One year on from the launch of the initiative, a look at the websites of the key international networks working on CSR and related responsible investment, reveal they have said... er... nothing. At least not in public. That includes the UN Global Compact (UNGC), Business for Social Responsibility (BSR), World Economic Forum (WEF), and UN Principles for Responsible Investment (UNPRI). If we do not see statements of support and engagement in the coming weeks, then we would wonder what that Accenture survey really meant. Do the CEOs know what their political affairs teams are up to, or their trade associations positions are?
A broad spectrum of countries from Africa, Latin America and Asia supported the launch of this process. Given past criticisms of China at home and abroad, it was welcome that China also voted for the initiative. Those who voted against might have difficulty in explaining why they wont be seen as the hypocrites of human rights: the United States of America and nations of the European Union. Even Saudi Arabia abstained.

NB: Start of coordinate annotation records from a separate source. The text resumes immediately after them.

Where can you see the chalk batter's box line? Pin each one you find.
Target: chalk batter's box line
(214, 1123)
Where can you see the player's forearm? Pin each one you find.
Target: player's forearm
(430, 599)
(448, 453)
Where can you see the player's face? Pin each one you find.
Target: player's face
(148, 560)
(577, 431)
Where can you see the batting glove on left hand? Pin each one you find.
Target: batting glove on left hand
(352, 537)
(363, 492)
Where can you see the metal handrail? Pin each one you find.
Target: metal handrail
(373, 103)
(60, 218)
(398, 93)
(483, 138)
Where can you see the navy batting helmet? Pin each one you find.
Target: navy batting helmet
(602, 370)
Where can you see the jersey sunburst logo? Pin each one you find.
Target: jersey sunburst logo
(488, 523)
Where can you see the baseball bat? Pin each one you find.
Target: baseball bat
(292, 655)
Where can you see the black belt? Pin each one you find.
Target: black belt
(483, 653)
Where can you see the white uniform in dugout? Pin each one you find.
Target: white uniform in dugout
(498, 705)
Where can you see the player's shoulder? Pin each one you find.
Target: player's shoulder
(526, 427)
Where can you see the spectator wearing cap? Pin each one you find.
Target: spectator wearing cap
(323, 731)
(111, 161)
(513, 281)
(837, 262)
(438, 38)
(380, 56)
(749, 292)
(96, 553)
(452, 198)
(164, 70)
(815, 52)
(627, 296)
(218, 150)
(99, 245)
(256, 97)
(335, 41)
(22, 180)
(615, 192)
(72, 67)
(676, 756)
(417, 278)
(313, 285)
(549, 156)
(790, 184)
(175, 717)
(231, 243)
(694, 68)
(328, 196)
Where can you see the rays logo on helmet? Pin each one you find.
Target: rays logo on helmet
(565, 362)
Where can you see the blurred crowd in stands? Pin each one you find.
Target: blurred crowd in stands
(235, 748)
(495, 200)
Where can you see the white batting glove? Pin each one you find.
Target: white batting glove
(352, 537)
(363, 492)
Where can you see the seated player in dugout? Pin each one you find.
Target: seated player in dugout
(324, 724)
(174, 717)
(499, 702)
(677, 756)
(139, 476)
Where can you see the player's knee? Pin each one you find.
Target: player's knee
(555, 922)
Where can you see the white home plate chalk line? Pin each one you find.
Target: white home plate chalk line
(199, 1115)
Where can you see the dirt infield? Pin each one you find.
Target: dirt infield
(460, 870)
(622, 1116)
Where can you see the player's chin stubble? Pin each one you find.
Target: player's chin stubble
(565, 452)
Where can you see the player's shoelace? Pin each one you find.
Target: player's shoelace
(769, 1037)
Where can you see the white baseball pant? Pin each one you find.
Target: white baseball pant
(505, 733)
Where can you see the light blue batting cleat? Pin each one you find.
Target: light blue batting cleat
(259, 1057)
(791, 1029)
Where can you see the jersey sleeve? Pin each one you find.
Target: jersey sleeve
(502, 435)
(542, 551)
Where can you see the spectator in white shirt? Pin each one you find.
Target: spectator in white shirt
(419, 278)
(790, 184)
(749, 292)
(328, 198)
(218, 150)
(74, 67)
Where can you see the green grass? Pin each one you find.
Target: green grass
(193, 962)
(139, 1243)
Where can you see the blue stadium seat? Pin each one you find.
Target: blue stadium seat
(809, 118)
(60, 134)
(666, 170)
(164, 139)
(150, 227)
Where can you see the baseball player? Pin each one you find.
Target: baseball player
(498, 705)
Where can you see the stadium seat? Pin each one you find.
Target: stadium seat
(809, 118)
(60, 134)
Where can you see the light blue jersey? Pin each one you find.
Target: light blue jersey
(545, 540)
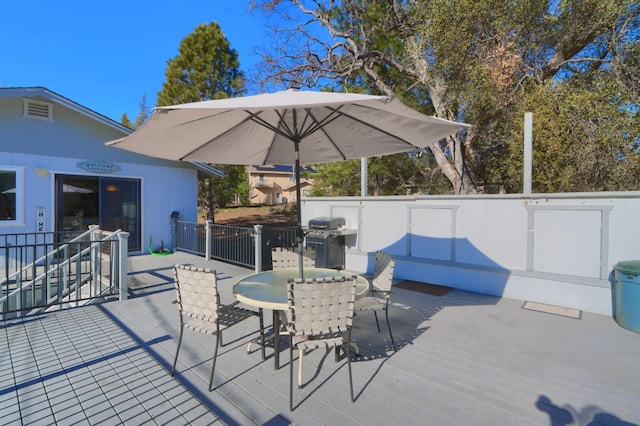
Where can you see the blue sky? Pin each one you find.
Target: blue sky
(106, 55)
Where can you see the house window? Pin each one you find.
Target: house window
(11, 195)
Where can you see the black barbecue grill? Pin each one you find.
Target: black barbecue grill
(326, 236)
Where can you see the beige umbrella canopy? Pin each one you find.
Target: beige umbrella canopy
(288, 127)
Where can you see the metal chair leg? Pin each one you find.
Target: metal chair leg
(213, 367)
(290, 374)
(177, 351)
(386, 312)
(348, 345)
(375, 314)
(262, 333)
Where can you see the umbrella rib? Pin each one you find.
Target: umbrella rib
(261, 121)
(367, 124)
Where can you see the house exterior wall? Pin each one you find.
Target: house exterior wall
(40, 149)
(557, 249)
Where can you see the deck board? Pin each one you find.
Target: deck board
(462, 359)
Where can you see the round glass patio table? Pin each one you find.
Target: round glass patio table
(268, 290)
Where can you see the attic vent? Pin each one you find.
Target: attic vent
(38, 110)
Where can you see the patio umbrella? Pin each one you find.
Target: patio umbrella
(287, 127)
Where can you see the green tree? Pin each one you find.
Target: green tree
(469, 60)
(143, 113)
(586, 138)
(124, 120)
(207, 68)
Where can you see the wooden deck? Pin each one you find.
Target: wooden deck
(462, 358)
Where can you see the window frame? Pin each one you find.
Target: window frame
(19, 220)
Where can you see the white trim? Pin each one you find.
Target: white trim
(37, 110)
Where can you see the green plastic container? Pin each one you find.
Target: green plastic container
(626, 294)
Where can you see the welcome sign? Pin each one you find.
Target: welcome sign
(98, 166)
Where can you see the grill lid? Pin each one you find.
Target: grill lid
(326, 222)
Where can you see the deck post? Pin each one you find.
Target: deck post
(258, 247)
(123, 269)
(207, 250)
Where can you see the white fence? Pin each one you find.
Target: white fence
(558, 249)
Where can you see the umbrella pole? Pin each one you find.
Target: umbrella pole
(299, 234)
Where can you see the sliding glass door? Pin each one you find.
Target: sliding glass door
(111, 203)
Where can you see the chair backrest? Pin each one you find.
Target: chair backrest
(197, 292)
(383, 273)
(288, 258)
(320, 305)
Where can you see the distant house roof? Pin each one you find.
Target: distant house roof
(282, 169)
(208, 170)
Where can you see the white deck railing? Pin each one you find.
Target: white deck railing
(557, 249)
(79, 271)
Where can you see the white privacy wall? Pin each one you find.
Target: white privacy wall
(558, 249)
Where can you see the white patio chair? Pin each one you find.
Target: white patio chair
(380, 294)
(319, 316)
(201, 311)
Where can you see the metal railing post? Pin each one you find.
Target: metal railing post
(95, 257)
(207, 250)
(258, 247)
(123, 251)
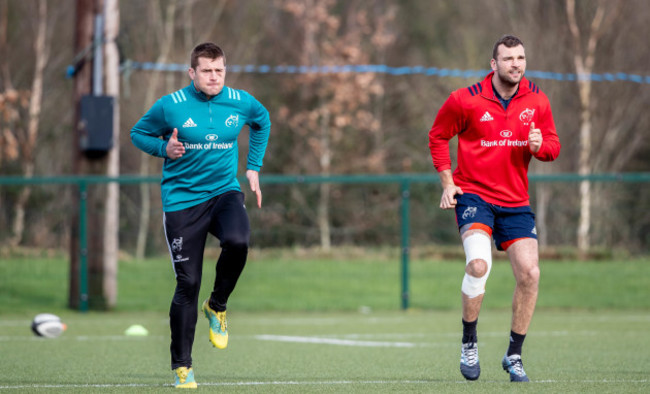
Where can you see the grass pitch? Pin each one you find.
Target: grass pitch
(306, 324)
(350, 352)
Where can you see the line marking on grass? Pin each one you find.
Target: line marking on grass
(309, 383)
(332, 341)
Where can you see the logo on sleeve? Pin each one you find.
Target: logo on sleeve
(189, 123)
(486, 117)
(526, 116)
(470, 212)
(232, 121)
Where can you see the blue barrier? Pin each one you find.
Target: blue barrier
(384, 69)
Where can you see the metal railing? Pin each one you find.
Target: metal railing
(404, 180)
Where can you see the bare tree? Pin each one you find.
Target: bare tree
(164, 29)
(27, 140)
(584, 60)
(111, 222)
(337, 103)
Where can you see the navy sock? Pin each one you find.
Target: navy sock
(516, 341)
(469, 331)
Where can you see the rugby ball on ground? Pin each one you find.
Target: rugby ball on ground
(48, 325)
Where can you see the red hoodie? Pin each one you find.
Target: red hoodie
(493, 153)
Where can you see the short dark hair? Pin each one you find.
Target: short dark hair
(507, 40)
(207, 50)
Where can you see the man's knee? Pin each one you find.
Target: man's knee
(235, 242)
(478, 252)
(477, 268)
(528, 277)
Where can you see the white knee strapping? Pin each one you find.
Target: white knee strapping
(477, 246)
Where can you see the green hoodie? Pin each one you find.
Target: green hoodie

Clearly there is a role for more large firms that have a mature understand of CSR to encourage their government delegations to support the development of international law in line with the evolving strategies and value propositions of their successful global companies. Anything less than public support in favour open deliberation of the content of a new treaty would be irresponsible and should therefore be punished through downgrades by responsible investment analysts. To help that, specific initiatives we could see are joint statements by the world's largest investors to welcome the effort to clarify and confirm legal responsibilities of international business on human rights issues and call on firms they invest in, and the lobbyists they fund, to support not hinder processes at the UN in this regard.
So watch this space, to see if hypocrisy or responsible pragmatism shapes the global agenda.
The first session of the (deep breath) “open-ended intergovernmental working group on the elaboration of an international legally binding instrument on transnational corporations and other business enterprises with respect for human rights” starts on Monday July 6th 2015 in Geneva.